Dopplebock Recipe Formulation

Guarantee: A Recipe question, in this format, will be on the exam
Note that I am offering simple, basic recipes. Feel free to use your own recipe.

T14. Provide a complete ALL-GRAIN recipe for a [STYLE], listing ingredients and their quantities, procedure, and carbonation. Give volume, as well as original and final gravities. Explain how the recipe fits the style's characteristics for aroma, flavor, appearance, mouthfeel, and other significant aspects of the style.

On the exam be sure to answer all aspects of the question, many testees fail to describe how/why the recipe fits the style's characteristics. These recipes are basic recipes, highlighting the key characteristics of the style. The secondary purpose of the presented recipes is to teach the beginning brewer, and the extract brewer the principles of designing recipes. Mastery is shown by "embelishments" and stating why the embelishments were used and how they work. Get the basics down first.


Volume: 5 Gallons
OG 1.100 (range 1.072 - 1.112)
FG 1.020 (range1.016 - 1.024)
IBU's 24 (range 16 - 26)

We are shooting for 100 gravity points per gallon to match our target OG (1.100 OG)
100 * 5 gallons gives us the total gravity points from the grist = 500 gravity points in 5 gallons
Assuming 75% efficiency and the chosen malted grain to have a potential of 1.036 (36 PPPG) will have an effective yield of 75% of this or 27 PPPG potential (remember these numbers)
500 / 27 PPPG for the malted grain = 18.5 pounds of grain. For a Dopplebock we choose 50% Vienna and 50% Dark Munich to achieve a traditional flavor and the characteristic color for a darker version of this beer.

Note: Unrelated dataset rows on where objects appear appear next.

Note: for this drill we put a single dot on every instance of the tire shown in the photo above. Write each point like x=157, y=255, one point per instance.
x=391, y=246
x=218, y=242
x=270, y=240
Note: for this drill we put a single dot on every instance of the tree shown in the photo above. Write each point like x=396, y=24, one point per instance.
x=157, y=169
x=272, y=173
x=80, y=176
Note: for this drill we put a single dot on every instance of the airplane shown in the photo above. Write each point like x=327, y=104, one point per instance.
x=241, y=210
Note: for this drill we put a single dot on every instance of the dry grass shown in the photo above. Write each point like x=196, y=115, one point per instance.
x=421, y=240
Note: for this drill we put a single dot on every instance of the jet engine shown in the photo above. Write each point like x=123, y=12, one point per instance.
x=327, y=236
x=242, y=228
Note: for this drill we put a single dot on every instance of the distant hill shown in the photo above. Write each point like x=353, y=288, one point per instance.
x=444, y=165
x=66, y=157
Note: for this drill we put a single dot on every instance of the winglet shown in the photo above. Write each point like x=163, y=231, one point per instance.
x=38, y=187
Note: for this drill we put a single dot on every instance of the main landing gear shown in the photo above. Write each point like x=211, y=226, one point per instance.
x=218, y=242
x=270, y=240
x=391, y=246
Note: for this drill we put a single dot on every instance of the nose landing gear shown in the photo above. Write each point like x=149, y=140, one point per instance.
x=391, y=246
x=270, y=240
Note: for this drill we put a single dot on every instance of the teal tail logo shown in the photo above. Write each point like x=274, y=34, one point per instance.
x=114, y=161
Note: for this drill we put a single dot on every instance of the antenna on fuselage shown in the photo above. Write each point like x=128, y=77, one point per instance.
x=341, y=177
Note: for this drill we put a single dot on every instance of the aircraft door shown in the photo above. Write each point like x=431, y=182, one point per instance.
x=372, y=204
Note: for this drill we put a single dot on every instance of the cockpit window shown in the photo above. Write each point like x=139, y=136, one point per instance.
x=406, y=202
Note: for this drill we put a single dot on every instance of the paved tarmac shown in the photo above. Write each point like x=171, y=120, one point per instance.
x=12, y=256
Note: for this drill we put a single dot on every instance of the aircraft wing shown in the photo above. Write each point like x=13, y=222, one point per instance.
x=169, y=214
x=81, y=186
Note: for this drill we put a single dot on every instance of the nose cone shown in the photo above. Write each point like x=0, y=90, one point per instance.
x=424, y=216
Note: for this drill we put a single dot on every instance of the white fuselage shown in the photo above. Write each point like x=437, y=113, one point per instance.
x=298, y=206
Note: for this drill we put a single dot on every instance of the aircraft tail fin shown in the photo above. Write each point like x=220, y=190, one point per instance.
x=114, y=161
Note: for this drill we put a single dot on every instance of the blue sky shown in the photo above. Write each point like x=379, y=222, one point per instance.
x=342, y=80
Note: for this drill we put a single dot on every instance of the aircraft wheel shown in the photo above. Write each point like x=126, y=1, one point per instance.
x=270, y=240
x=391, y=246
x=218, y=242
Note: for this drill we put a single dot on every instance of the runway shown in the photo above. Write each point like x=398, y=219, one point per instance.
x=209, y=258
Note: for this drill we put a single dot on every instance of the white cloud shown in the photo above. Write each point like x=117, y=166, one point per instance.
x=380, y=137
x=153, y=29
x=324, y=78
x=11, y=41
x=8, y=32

Assuming a standard 75% attenuation we would get a FG of 1.025 (25% of our OG), which is a bit high so we want a bit more attenuation so we will mash at 148F vs our standard 150F to get an extra 5% attenuation.

Assuming 3.5 IBU's = 1 AAU (remember these numbers)

24 IBU / 3.5 IBU per AAU = 6.8 AAU's = 2 oz of 3.4% AA German Hallertau (Continental hops) hops for bittering

  • 9.25 pounds of Vienna
  • 9.25 pounds of Dark Munich
  • 2 oz of 3.4% AA German Hallertau hops at 60 minutes for bittering
  • a Large Starter of German lager yeast or yeast cake from a previous beer
  • Water from soft to moderatly hard works well in this style.

We will mash at a temp of 148F for 90 minutes to get 5% more than standard attenuation. This is a single infusion technique even though This beer is tradionally decocted. (Decoction involves the removal of a thick (with the grain/malt) fraction of the mash (usually one-third) and running it through a brief saccharification rest at a relatively high temperature. It is then boiled it for 15-30 minutes before mixing it back into the main mash. This is repeated as many as three times, depending on the modification of the malt and the beer style).

We also choose a German lager yeast because this matches the regional characteristics of this beer. To help with the ester profile (no fruity esters) this beer needs to be fermented with a standard lager profile.

Cool your wort several degrees below fermentation temp and pitch a large starter or slurry from a previous batch, and allow the beer to warm up to fermentation temp of 50F

Hold temp at 50F until the fermentation start to slow noticably. This method noticiably minimizes diacetyl and therefore a diacetyl rest may be skipped.

For a Diacetyl rest allow the wort temp to rise about 10F and hold for several days until fermentation is complete.

When fermentation is complete rack to a carboy or keg for lagering. Lower the wort temp by 2-5F per day (split the 5F to am and pm to maintain a slow rate of cooling) until the beer temp reaches 32-34F. Hold at this temp for several weeks to months.

Carbonation should be medium.

Note: Ensure that each portion of the question has been addressed, on the exam consider crossing off each part of the question as you answer it to make sure you answer the entire question and get the maximium credit that you are capable of.